The Astros have to feel they have the talent, too. After all, they're right there, as they've been for most of the season, and they'll get some added help soon with the expected return of starter Scott Feldman from May knee surgery.

Meanwhile, on the other coast, the NL East has not been the foregone conclusion everyone thought it would be heading into the season. Yes, the Nationals are in first place, but they're not running away with the division despite the spectacular season Bryce Harper is having. That's because the Mets -- and particularly the Mets' pitching -- just won't go away.

The world saw a bit of it up close when reigning Rookie of the Year Jacob deGrom mowed through his All-Star inning with three strikeouts on 10 pitches. And the team with the best record in all of ball right now, the Cardinals, will see a tad more of it Friday when hard-throwing rookie Noah Syndergaard, fresh off a 13-strikeout effort in his pre-break outing, takes the hill against St. Louis.

#THIS: deGrom's epic ASG debut

Arms have not been the problem for New York. The main reason they're two games behind the Nats is lack of offensive continuity, and the Citi Field faithful has been calling for the promotion of Minor League outfielder Michael Conforto. A callup over the weekend would be a surprise, but this season has seen a steady stream of highly touted prospects reaching the big leagues, maybe a bit earlier than expected. Conforto, reached at the Futures Game during All-Star Week, seems to feel like he belongs right now.

"I've pictured myself as that person and I do think I'm ready," Conforto said. "But it's not my call.

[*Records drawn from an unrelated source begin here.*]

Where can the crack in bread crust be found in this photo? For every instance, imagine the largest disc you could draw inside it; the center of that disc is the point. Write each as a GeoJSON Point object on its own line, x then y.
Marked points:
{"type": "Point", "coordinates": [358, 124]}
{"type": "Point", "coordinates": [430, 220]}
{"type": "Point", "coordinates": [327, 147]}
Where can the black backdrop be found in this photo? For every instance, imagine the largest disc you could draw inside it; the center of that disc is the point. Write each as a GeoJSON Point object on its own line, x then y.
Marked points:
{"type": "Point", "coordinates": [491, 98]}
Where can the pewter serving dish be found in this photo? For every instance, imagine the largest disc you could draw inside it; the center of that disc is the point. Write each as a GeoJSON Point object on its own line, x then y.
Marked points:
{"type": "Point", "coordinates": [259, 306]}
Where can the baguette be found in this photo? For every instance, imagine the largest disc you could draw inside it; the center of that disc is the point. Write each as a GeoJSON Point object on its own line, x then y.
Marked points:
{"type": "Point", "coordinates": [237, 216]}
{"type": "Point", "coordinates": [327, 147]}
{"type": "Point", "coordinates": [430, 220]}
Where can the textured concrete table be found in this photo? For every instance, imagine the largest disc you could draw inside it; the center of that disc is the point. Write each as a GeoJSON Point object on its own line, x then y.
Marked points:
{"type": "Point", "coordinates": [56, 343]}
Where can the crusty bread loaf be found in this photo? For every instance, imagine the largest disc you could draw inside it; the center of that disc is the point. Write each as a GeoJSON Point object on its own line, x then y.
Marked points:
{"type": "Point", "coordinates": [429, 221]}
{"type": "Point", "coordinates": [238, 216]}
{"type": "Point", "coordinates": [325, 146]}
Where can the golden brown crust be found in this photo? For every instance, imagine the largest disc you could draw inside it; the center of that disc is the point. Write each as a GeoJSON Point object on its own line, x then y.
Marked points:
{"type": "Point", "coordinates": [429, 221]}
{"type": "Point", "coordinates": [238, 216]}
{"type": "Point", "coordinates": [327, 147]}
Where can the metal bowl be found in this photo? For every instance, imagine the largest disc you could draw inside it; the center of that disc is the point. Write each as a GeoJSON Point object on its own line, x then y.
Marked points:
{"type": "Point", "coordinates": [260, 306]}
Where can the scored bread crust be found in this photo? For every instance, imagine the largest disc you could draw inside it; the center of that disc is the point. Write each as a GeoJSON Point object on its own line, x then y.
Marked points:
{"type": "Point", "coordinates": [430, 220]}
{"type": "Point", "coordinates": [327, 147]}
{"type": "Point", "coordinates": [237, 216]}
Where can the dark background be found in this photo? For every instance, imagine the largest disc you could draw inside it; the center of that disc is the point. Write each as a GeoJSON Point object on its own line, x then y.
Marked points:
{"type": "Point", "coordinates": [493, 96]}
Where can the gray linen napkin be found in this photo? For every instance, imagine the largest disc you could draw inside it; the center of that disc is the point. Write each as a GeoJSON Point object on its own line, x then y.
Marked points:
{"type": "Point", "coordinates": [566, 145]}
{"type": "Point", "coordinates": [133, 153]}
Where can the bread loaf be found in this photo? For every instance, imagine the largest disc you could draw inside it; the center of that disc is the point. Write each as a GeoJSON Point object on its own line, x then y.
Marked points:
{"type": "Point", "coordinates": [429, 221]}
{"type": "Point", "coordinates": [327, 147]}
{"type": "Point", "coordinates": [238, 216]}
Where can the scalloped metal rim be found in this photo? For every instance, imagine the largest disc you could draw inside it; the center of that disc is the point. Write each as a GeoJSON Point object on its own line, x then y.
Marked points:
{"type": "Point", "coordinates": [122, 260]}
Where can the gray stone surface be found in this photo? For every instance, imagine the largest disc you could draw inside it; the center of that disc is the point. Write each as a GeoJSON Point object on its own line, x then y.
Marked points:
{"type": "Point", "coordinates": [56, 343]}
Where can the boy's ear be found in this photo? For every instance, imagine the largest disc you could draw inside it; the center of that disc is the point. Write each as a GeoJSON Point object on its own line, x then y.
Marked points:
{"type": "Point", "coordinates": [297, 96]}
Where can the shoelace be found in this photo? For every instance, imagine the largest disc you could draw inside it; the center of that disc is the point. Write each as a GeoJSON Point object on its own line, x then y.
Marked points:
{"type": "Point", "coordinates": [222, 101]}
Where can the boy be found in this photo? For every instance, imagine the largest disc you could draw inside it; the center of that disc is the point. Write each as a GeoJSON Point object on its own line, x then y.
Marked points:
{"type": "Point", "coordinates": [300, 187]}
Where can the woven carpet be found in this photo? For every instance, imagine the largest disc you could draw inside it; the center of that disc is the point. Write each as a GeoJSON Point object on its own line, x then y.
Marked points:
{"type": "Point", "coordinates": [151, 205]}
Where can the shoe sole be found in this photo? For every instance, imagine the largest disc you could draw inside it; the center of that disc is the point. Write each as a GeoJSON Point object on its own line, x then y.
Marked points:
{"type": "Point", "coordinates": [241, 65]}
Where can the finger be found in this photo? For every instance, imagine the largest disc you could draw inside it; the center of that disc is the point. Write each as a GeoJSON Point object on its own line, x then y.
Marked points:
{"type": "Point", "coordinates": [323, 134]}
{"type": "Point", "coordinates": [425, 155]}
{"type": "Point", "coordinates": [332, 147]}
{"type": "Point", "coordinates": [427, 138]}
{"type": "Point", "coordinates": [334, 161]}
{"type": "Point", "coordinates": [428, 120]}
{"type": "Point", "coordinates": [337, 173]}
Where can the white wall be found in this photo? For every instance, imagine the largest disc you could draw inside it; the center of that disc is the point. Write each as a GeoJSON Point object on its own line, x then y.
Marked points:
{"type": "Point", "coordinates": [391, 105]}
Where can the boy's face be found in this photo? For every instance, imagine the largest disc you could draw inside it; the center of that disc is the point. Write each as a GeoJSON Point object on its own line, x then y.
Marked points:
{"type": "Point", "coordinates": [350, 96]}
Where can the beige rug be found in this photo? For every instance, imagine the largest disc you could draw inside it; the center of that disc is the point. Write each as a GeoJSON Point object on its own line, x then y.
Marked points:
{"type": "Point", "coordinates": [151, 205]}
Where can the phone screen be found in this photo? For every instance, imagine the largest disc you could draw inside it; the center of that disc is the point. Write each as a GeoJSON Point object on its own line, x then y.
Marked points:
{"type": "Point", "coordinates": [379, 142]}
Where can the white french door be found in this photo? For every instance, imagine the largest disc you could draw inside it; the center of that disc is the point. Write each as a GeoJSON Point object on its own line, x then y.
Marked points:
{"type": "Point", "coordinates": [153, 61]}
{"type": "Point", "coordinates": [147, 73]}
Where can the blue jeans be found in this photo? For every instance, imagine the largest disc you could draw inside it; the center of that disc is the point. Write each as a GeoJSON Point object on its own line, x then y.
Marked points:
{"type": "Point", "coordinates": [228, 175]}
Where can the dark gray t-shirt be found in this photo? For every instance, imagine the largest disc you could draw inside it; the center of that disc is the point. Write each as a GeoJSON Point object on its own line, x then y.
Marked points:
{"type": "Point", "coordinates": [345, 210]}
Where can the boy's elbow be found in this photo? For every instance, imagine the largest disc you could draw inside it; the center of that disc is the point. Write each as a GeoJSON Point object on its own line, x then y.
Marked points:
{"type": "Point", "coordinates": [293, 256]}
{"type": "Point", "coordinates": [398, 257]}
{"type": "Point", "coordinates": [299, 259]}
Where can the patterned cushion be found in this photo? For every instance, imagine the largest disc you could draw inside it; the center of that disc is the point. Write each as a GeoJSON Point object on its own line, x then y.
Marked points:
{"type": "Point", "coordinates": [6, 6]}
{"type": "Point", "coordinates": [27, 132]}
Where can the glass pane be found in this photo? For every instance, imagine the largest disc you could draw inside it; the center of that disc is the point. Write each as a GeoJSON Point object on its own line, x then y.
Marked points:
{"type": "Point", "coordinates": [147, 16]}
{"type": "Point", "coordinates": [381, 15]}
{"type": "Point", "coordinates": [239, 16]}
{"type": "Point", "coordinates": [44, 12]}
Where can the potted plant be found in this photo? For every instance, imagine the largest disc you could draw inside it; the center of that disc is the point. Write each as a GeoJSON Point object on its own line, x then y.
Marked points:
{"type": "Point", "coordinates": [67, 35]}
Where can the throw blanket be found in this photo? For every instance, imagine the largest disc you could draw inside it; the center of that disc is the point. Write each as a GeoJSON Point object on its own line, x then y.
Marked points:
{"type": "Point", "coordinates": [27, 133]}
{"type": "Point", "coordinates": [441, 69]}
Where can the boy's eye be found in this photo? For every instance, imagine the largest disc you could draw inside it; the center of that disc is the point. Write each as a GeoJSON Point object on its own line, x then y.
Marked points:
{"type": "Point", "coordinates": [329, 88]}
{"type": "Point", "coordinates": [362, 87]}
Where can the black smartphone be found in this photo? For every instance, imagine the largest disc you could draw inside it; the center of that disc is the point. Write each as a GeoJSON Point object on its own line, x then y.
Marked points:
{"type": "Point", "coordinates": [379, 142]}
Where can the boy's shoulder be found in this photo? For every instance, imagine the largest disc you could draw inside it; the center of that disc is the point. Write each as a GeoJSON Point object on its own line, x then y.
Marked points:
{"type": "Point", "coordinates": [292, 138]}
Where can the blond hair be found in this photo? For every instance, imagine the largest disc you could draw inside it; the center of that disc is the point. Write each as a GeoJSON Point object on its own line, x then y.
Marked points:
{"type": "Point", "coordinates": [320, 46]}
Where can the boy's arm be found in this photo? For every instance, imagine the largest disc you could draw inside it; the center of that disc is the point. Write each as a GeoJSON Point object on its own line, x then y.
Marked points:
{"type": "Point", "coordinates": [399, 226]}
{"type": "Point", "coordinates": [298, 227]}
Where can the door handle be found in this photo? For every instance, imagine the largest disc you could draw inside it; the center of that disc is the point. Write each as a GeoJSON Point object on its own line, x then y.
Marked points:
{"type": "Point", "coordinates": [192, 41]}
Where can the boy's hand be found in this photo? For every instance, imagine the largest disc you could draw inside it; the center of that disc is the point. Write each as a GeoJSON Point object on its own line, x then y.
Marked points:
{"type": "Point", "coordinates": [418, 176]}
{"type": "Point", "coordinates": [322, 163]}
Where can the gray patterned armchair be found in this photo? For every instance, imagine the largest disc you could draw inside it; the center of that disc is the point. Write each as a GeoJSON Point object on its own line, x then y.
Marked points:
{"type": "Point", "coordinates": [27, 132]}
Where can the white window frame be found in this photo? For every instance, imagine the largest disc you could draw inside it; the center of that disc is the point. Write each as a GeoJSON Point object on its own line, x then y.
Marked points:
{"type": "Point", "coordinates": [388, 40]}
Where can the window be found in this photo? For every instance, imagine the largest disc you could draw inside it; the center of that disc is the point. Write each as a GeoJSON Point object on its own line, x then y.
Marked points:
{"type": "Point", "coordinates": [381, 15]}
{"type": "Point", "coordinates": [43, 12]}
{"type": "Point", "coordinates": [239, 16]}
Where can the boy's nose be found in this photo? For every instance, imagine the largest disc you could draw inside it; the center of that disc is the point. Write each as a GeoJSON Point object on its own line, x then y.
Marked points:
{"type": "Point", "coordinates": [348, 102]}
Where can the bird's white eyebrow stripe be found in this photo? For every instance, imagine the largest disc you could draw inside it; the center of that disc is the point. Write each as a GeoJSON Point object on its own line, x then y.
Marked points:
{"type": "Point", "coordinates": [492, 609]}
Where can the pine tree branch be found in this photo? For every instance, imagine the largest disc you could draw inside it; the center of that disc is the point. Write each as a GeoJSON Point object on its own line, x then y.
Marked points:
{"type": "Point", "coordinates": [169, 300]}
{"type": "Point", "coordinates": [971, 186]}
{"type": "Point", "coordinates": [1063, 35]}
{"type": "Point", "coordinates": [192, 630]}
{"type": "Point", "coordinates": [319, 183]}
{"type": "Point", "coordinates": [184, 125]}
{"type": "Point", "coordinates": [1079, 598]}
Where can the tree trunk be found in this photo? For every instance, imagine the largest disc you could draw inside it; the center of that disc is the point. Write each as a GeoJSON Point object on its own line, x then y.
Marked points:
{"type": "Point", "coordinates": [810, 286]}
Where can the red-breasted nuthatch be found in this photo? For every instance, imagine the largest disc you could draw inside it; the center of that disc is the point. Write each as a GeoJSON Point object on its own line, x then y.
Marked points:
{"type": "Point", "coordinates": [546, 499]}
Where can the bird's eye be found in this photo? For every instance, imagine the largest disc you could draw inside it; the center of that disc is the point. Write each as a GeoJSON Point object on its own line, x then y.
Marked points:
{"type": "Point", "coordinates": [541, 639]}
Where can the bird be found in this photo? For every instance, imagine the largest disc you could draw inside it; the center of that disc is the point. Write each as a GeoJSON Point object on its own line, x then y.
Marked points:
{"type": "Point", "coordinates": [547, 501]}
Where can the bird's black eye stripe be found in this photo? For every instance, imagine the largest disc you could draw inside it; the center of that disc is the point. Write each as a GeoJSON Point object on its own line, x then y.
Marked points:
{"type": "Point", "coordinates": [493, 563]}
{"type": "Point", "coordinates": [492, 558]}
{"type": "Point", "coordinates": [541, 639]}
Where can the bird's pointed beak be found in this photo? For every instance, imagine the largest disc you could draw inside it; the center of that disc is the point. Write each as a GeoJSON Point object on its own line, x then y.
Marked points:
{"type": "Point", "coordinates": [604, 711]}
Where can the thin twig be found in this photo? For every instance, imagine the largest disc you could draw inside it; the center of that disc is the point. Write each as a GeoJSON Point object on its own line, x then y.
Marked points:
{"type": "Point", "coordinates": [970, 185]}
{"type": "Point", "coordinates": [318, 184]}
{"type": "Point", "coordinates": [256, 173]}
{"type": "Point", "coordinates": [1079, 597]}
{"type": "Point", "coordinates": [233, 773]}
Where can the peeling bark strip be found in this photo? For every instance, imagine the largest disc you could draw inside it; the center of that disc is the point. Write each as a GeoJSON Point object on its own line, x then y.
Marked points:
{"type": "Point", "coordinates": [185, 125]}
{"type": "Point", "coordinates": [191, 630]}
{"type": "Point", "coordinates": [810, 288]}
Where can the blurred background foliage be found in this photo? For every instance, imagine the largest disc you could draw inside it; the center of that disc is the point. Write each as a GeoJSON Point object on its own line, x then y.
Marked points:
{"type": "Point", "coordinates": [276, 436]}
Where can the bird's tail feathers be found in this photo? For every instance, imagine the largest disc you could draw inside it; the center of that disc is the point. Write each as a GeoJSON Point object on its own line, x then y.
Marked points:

All I can do is just prepare myself, and show up in [Double-A] Binghamton or wherever I'm at, and show up with the right attitude and the right work ethic. My play on the field will speak for itself."

That's what's been happening in Pittsburgh, which has become par for the course the last three seasons. The Pirates won their last three prior to the break to pull within 2 1/2 games of St. Louis, the team they know they'll have to tangle with before bringing more October baseball to the Steel City.

"It's how it's been," Pittsburgh All-Star center fielder Andrew McCutchen said. "We know they're a good team. We can't control what they do. All we can control is what we do. It's just, 'Keep going, keep going and keep going.' The only way we can win is by winning."

#THIS: Cutch is Clutch

That, of course, is the refrain for all the teams within striking distance of the top heading into the pivotal three-game week ahead.

The marquee series of the weekend, the one that could very well be a preview of an NL Division or even Championship Series, pits the NL West-leading Dodgers against Washington at Nationals Park.

Don't forget the Twins, either. One of the feel-good stories of the first half is alive and kicking and only 3 1/2 games behind Kansas City in the AL Central. Minnesota heads out to Oakland for a weekender against the A's and gets the tough All-Star Sonny Gray in its first game.

Elsewhere, the weekend figures to see the welcome return of a few high-profile players who have been sidelined by injuries -- and, of course, the possible moving around of key trade targets at the two-week mark before the July 31 non-waiver Trade Deadline.

Red Sox second baseman Dustin Pedroia is slated to come back from a right hamstring strain, Yankees outfielder Carlos Beltran could return from a left oblique strain, and the Rangers will get back their promising young left-hander, Martin Perez, from Tommy John surgery.

Otherwise, don't be the least bit surprised if some blockbuster deals are made, because it's now officially the season.

Jeff Samardzija, Cole Hamels, Johnny Cueto, Ben Zobrist and Justin Upton are the names swirling among trade rumors.

Those game-changers, like anyone else, can shake up the status quo -- and the standings -- at any moment.